Alembic's default renderer serialises quoted_name("mycol", True) as the plain string "mycol", losing the case-sensitivity signal. The generated migration would create a case-insensitive MYCOL column instead of "mycol".
This also affects the comparison phase: when autogenerate detects that a reflected quoted_name("mycol", True) column differs from what it would render, it may emit a spurious alter_column on every run. The fix for both problems is the same — register the render_item hook in env.py:
from snowflake.sqlalchemy.alembic_util import render_item as snowflake_render_item
context.configure(
...,
render_item=snowflake_render_item,
)Hard limit: Alembic has no dialect-level rendering hook.

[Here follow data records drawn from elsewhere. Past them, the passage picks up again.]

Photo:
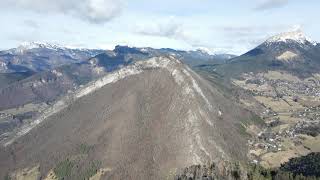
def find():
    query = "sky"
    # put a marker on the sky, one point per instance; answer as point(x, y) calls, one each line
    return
point(228, 26)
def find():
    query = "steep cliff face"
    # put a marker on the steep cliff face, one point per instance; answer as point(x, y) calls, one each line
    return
point(141, 122)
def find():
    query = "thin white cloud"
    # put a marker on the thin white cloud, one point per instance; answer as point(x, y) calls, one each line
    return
point(271, 4)
point(95, 11)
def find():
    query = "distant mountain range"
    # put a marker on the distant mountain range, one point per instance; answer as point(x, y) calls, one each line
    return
point(141, 113)
point(291, 51)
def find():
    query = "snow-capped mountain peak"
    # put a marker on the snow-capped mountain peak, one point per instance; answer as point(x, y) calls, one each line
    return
point(35, 45)
point(296, 35)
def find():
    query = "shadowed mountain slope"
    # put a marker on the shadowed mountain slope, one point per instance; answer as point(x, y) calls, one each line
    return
point(141, 122)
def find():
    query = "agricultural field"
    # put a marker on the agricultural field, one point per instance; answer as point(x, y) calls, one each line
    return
point(291, 114)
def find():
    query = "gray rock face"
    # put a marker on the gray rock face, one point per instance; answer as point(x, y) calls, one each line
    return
point(143, 122)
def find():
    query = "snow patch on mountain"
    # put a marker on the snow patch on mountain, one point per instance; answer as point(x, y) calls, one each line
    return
point(286, 56)
point(296, 35)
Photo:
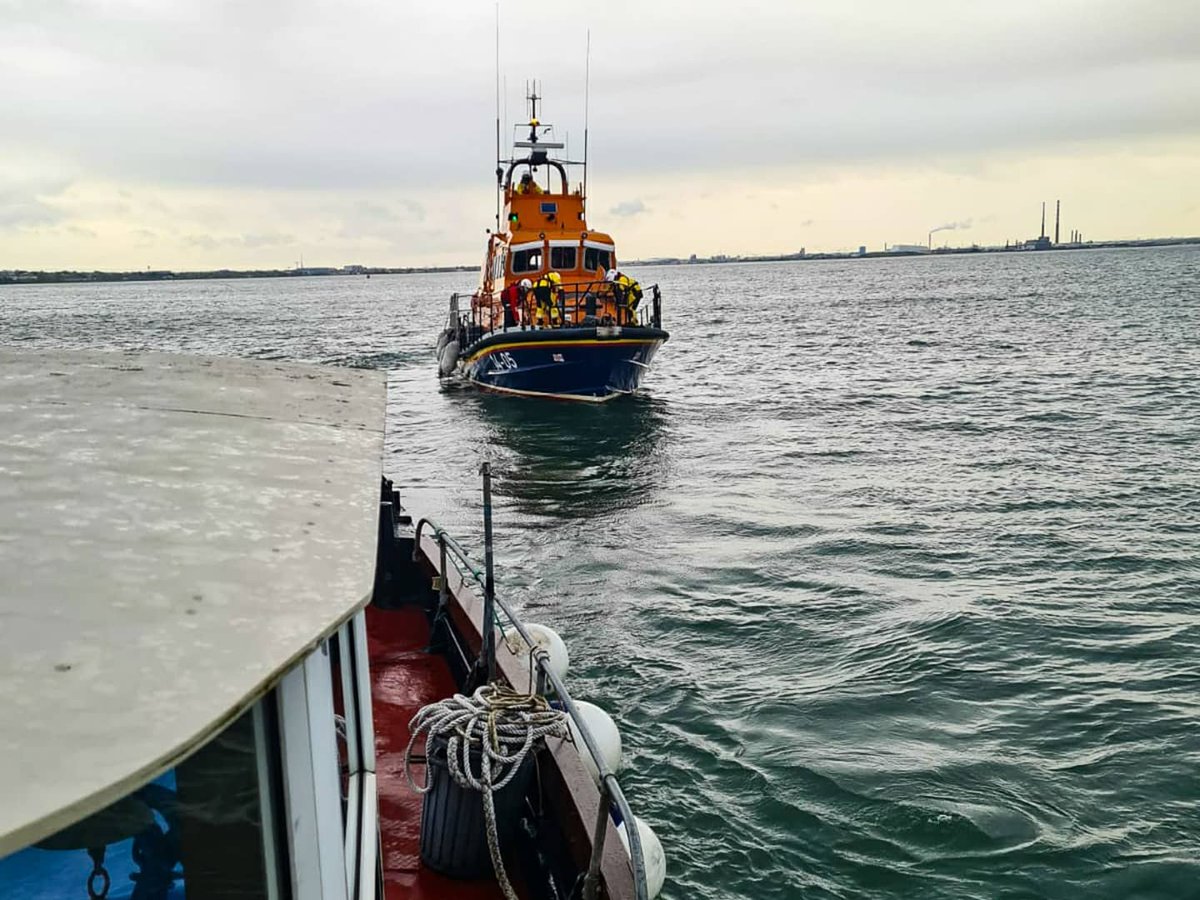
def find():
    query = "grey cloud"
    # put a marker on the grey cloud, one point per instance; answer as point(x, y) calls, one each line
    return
point(304, 95)
point(23, 204)
point(628, 208)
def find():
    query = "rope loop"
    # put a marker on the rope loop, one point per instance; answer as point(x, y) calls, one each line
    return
point(489, 736)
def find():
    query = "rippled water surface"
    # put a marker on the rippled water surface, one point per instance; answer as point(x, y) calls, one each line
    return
point(889, 577)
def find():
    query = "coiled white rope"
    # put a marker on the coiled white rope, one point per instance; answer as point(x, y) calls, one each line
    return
point(501, 725)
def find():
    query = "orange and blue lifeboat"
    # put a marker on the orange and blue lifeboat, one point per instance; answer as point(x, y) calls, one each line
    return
point(552, 316)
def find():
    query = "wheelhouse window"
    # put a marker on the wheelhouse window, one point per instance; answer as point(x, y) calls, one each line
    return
point(595, 258)
point(562, 258)
point(527, 261)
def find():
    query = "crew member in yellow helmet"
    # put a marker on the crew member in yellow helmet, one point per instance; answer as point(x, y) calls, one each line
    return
point(628, 294)
point(546, 295)
point(528, 185)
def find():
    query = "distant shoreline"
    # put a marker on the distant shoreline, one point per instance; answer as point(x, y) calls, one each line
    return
point(21, 276)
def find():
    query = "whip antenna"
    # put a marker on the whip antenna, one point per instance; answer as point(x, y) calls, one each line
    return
point(587, 94)
point(498, 174)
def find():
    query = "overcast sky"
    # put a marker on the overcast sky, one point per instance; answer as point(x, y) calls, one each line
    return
point(247, 133)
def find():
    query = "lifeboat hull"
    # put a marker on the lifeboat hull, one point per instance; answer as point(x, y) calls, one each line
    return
point(583, 364)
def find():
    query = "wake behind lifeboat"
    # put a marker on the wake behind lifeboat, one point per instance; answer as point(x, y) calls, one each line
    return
point(552, 316)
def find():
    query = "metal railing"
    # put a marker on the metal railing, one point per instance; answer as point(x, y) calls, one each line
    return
point(610, 787)
point(582, 305)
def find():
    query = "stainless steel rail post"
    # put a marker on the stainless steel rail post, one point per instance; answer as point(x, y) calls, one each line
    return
point(490, 577)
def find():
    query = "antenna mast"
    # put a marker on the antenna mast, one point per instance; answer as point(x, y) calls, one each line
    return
point(498, 169)
point(587, 91)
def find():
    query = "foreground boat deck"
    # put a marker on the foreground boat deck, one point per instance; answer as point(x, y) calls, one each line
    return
point(403, 678)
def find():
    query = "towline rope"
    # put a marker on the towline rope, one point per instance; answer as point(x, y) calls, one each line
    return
point(501, 726)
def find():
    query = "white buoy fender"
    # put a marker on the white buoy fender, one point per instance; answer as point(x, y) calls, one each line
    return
point(546, 639)
point(443, 340)
point(604, 732)
point(449, 358)
point(653, 857)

The render_item callback in env.py is the only injection point and requires a two-line opt-in per project. This cannot be eliminated without upstream Alembic changes.
Plain unquoted string as a case-sensitive schema
# WRONG — "myschema" (no quotes, no quoted_name) is denormalized to MYSCHEMA
Table("my_table", metadata, schema="myschema")
class MyModel(Base):
__tablename__ = "my_table"
__table_args__ = {"schema": "myschema"} # also wrongA plain lowercase string has no quote attribute, so denormalize_name converts it to MYSCHEMA before it reaches Snowflake. No error is raised — if a schema named MYSCHEMA happens to exist the query succeeds silently against the wrong schema.
Use quoted_name("myschema", True), '"myschema"', or MetaData(schema=quoted_name(..., True)) as shown in the section above.